Have you ever been forced to wait a ridiculously long time for a food delivery because the driver was stuck in traffic? Well, Domino’s Pizza showed it is thinking ahead when they posted a video last summer of its “DomiCopter,” a drone used to deliver pizzas. Since most customers now pay online, all the drone has to do is drop a pizza box on your front step! It is a particularly exciting prospect for delivery enthusiasts everywhere (though probably not a commercially viable one, at least for a while).
Of course, the utility of remote delivery to any location is a promising development not just for pizza, but also for getting medicine or medical supplies to people in need in areas that would otherwise present challenges. A company on the forefront of this is the American company Matternet, who have started using drones to deliver medical supplies to impoverished areas in need, and have made a significant impact on lives doing so. However, drone delivery is not limited to travelling to hard to reach places; an Austrian graduate student recently unveiled a project where drones are used to fly defibrillators to heart attack victims, wherever they are, potentially saving their lives while they would still be waiting for an ambulance to arrive.

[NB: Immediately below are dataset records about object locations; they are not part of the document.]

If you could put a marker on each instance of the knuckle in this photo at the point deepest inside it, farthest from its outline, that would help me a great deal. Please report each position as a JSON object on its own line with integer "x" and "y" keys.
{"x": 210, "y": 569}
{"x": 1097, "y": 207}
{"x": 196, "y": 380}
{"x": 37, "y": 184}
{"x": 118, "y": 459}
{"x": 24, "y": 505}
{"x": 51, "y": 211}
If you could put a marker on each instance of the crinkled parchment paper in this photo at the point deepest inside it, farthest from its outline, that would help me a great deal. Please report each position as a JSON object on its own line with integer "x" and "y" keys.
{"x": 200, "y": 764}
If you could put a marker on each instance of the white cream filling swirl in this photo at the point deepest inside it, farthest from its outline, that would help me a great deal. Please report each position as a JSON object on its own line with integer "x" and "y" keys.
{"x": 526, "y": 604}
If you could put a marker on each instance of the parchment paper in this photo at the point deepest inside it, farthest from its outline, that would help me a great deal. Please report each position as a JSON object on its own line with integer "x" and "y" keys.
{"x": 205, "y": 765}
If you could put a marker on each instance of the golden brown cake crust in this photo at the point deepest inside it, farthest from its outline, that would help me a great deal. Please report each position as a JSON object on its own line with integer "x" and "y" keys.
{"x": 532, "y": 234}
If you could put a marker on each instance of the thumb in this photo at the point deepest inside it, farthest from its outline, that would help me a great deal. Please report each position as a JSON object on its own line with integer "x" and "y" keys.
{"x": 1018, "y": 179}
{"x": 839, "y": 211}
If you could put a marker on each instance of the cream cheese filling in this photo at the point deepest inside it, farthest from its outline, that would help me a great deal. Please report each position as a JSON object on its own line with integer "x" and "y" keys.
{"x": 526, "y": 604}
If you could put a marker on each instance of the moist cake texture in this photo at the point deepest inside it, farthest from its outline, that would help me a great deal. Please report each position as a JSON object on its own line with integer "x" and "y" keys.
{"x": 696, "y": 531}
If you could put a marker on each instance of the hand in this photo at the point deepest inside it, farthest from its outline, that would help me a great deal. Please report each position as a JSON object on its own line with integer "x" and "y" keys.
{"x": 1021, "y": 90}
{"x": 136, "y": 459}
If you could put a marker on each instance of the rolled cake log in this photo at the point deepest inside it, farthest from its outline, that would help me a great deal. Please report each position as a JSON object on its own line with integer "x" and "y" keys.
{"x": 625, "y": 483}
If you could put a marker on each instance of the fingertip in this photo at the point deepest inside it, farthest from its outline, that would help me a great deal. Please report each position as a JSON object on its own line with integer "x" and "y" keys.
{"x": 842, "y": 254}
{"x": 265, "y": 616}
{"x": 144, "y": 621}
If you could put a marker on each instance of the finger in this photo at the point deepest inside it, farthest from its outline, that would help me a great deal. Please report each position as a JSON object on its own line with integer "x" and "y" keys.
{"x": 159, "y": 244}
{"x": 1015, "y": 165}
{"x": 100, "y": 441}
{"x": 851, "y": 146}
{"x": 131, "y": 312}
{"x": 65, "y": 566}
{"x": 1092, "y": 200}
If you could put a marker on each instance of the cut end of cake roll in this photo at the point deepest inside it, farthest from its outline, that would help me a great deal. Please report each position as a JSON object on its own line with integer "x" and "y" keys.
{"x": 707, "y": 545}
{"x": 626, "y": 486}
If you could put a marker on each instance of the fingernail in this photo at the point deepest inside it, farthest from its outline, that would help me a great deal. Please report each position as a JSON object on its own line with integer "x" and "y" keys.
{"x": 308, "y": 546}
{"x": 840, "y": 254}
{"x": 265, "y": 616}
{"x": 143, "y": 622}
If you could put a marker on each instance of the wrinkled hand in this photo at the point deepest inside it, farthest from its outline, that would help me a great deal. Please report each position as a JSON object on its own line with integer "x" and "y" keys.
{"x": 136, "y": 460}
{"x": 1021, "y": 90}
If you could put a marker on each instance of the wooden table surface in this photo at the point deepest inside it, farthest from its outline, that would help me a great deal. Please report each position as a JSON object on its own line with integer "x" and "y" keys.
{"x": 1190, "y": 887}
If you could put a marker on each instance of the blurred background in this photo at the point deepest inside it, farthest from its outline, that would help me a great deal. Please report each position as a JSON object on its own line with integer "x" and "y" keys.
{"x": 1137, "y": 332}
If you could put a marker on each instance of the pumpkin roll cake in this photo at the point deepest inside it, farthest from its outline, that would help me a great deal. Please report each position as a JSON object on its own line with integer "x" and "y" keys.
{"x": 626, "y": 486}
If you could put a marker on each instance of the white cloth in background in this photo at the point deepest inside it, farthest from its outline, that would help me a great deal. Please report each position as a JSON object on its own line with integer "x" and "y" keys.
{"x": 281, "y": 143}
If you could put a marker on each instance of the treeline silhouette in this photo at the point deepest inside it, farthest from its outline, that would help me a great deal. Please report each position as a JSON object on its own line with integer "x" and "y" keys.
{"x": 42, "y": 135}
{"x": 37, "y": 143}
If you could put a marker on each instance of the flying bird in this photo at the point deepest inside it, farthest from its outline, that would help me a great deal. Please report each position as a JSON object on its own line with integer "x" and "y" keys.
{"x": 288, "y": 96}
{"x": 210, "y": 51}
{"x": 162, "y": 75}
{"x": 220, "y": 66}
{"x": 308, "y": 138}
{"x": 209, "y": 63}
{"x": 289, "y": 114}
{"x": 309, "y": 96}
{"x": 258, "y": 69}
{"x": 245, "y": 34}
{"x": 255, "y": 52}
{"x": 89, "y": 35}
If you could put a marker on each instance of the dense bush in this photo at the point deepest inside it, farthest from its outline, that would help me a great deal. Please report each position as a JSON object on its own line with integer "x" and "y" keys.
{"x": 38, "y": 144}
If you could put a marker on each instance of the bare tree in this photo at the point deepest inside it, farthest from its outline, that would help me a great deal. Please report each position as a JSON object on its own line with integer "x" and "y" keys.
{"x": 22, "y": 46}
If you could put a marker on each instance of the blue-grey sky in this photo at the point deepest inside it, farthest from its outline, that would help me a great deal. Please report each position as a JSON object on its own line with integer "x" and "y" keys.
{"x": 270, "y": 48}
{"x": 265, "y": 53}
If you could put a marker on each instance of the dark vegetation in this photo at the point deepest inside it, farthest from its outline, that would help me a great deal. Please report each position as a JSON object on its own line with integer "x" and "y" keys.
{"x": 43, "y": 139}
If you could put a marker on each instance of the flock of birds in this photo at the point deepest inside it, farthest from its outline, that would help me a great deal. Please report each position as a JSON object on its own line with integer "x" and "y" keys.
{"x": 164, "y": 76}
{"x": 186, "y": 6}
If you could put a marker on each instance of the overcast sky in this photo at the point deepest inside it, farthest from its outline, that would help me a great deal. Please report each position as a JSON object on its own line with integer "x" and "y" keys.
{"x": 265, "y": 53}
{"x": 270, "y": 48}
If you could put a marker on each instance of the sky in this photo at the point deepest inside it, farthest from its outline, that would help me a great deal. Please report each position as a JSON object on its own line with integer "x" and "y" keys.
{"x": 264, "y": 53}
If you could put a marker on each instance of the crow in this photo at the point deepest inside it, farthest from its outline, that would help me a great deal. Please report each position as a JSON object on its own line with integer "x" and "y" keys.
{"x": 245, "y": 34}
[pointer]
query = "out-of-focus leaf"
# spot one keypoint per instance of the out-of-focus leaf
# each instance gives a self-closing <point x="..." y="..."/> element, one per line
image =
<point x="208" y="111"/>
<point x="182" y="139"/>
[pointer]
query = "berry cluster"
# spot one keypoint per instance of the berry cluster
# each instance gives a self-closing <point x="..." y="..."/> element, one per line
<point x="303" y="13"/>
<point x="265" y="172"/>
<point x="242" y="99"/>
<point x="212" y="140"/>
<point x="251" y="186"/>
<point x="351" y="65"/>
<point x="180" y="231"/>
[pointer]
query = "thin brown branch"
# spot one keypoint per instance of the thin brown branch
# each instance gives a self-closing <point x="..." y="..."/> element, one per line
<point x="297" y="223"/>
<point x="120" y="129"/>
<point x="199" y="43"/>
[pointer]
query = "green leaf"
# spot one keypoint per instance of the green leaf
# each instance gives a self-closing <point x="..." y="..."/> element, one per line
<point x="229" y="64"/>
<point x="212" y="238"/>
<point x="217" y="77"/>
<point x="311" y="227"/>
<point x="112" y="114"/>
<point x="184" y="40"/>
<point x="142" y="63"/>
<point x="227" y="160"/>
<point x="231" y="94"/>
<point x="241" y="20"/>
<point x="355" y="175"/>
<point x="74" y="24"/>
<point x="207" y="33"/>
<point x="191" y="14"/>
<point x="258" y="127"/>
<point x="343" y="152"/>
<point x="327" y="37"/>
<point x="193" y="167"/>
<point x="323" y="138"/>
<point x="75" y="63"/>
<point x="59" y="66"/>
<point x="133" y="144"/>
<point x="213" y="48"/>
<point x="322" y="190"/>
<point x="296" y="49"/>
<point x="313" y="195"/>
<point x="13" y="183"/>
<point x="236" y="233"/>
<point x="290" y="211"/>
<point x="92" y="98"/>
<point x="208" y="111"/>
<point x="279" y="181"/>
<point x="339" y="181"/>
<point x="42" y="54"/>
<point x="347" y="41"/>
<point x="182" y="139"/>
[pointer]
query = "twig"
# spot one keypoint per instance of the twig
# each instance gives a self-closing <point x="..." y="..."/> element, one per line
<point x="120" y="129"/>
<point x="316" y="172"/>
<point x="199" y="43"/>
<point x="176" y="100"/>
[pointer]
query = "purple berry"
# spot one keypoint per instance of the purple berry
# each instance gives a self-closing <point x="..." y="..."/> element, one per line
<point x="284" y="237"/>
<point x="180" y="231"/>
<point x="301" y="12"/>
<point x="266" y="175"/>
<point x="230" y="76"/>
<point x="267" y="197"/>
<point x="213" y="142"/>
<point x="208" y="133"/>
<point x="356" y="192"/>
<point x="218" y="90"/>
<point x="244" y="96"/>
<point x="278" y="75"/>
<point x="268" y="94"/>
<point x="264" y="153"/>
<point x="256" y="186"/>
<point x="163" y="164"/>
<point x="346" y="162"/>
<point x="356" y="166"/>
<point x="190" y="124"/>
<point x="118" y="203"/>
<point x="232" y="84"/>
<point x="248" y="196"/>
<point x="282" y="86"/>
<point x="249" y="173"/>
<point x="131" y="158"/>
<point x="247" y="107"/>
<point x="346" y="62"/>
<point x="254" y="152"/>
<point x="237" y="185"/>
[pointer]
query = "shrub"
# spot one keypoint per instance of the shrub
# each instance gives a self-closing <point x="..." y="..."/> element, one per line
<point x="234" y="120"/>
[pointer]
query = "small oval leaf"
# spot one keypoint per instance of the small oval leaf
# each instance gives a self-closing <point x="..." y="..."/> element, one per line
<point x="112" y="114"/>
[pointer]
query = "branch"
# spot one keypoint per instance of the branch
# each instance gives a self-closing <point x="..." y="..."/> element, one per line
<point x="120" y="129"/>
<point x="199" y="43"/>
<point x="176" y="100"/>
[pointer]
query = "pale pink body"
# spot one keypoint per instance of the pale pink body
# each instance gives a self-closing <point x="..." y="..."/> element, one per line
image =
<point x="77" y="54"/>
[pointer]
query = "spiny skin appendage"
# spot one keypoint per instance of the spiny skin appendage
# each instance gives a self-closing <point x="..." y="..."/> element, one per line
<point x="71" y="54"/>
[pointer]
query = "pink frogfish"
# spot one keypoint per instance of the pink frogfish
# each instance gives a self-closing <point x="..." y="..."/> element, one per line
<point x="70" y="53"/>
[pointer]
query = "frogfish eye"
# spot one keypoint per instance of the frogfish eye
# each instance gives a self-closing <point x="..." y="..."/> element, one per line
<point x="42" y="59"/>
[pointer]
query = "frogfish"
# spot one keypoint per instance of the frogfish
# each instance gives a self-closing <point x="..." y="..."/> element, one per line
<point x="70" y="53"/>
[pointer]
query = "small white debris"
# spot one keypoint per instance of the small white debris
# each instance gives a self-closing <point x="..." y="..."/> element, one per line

When it comes to drone technology, it’s still too early to say whether their main function will be to revolutionize a variety of industries and practices, or to extend the surveillance state into the realm of a science fiction dystopia in which there is nowhere to hide. While many of us are concerned about our privacy as drones become more and more common, the good things they can do could eventually outweigh fears about their misuse, or make some loss of privacy an acceptable trade. As drones become more useful for a greater range of applications, we will see how society adjusts to the reality that there will almost certainly be many “eyes in the sky” at all times.